Based on these comparisons, several questions emerge:
From comparing three random samples (each 25% of the dataset), I found:
Variability observed: - Sample means differed by approximately 1.6 points (65.8 to 67.4) - High-scoring countries ranged from 15 to 22 across samples - Regional representation varied notably (e.g., Latin America: 184–252 observations)
Consistent patterns: - Higher-income countries consistently scored higher across all samples - Overall score distributions showed similar shapes and ranges - All samples captured the full range of scores (≈20 to ≈95)
Implication: While samples show variation, core relationships (such as the income–score relationship) remain stable. This suggests that some conclusions are robust to sampling variability, while others (such as exact counts of high-performing countries) are more sensitive to random sampling.
In this section, I test how results change when the relative size of the samples increases. I compare samples that include 10%, 25%, and 75% of the dataset to see whether larger samples produce more stable results.
This directly addresses the assignment question: How does this comparison change as you increase the relative size of the sub-samples?
I generate random samples with replacement using three different sample sizes. For each size, I draw three samples so that I can compare variability within the same size and across different sizes.
# Test three different sample sizes
sample_sizes <- c(0.10, 0.25, 0.75)
df_all_sizes <- tibble()
for (size in sample_sizes) {
for (i in 1:3) {
df_temp <- dataset |>
sample_n(size = size * nrow(dataset), replace = TRUE) |>
mutate(sample_size = size, sample_num = i)

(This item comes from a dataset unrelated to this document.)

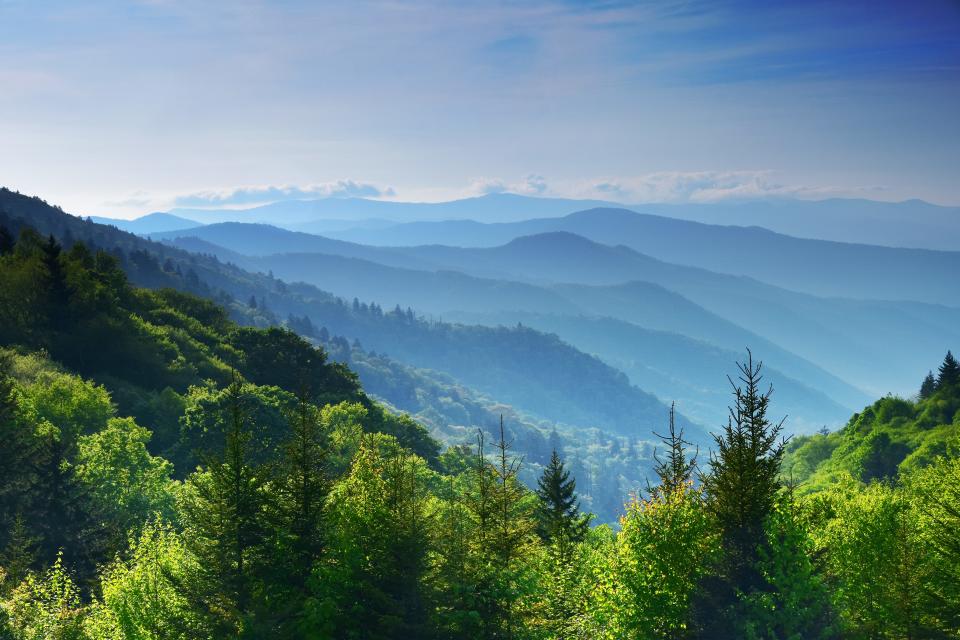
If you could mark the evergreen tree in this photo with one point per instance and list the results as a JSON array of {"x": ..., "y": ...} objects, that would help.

df_all_sizes <- bind_rows(df_all_sizes, df_temp)
}
}
I compare the mean overall_score across samples of
different sizes. This helps show whether estimates become more
consistent as sample size increases.
As sample size increases from 10% to 75%, the mean overall scores become more similar across the three samples. The 10% samples show noticeably more variation, while the 75% samples are much closer together. This shows that larger samples produce more consistent estimates of the mean.
df_all_sizes |>
group_by(sample_size, sample_num) |>
summarise(
mean_score = mean(overall_score, na.rm = TRUE),
.groups = "drop"
)
## # A tibble: 9 × 3
## sample_size sample_num mean_score
## <dbl> <int> <dbl>
## 1 0.1 1 63.4
## 2 0.1 2 66.3
## 3 0.1 3 65.3
## 4 0.25 1 64.6
## 5 0.25 2 64.7
## 6 0.25 3 64.9
## 7 0.75 1 64.5
## 8 0.75 2 64.4
## 9 0.75 3 65.2
To better see how variability changes with sample size, I visualize the mean scores for each sample at each size. This plot shows that as sample size increases, the mean scores from different samples move closer together. Larger samples reduce variability caused by random sampling, while smaller samples show more spread.
df_all_sizes |>
group_by(sample_size, sample_num) |>
summarise(
mean_score = mean(overall_score, na.rm = TRUE),
.groups = "drop"
) |>
ggplot(aes(
x = factor(sample_size),
y = mean_score,
color = factor(sample_num)
)) +
geom_point(size = 3) +
labs(
title = "Mean Overall Score by Sample Size",
x = "Sample Size",
y = "Mean Overall Score",
color = "Sample Number"
) +
theme_minimal()
Key finding: Larger samples (75%) show less variation than smaller samples (10%).
Why it matters: If I only collected a small sample, my conclusions could be strongly influenced by random chance. Larger samples provide more stable and reliable results.
Further question: What is the smallest sample size that still produces reliable estimates for this dataset?
This investigation shows that random sampling can produce different results even when samples come from the same dataset. Small samples are more sensitive to random variation and may exaggerate differences or extreme values.
Larger samples reduce this variability and produce more consistent results, making conclusions more reliable. However, some patterns, such as the relationship between income level and overall score, remain consistent across all samples, suggesting these patterns reflect real characteristics of the dataset.
Future approach: When drawing conclusions from data, I will consider sample size carefully, test multiple samples when possible, and place greater confidence in patterns that persist across samples rather than results from a single small sample.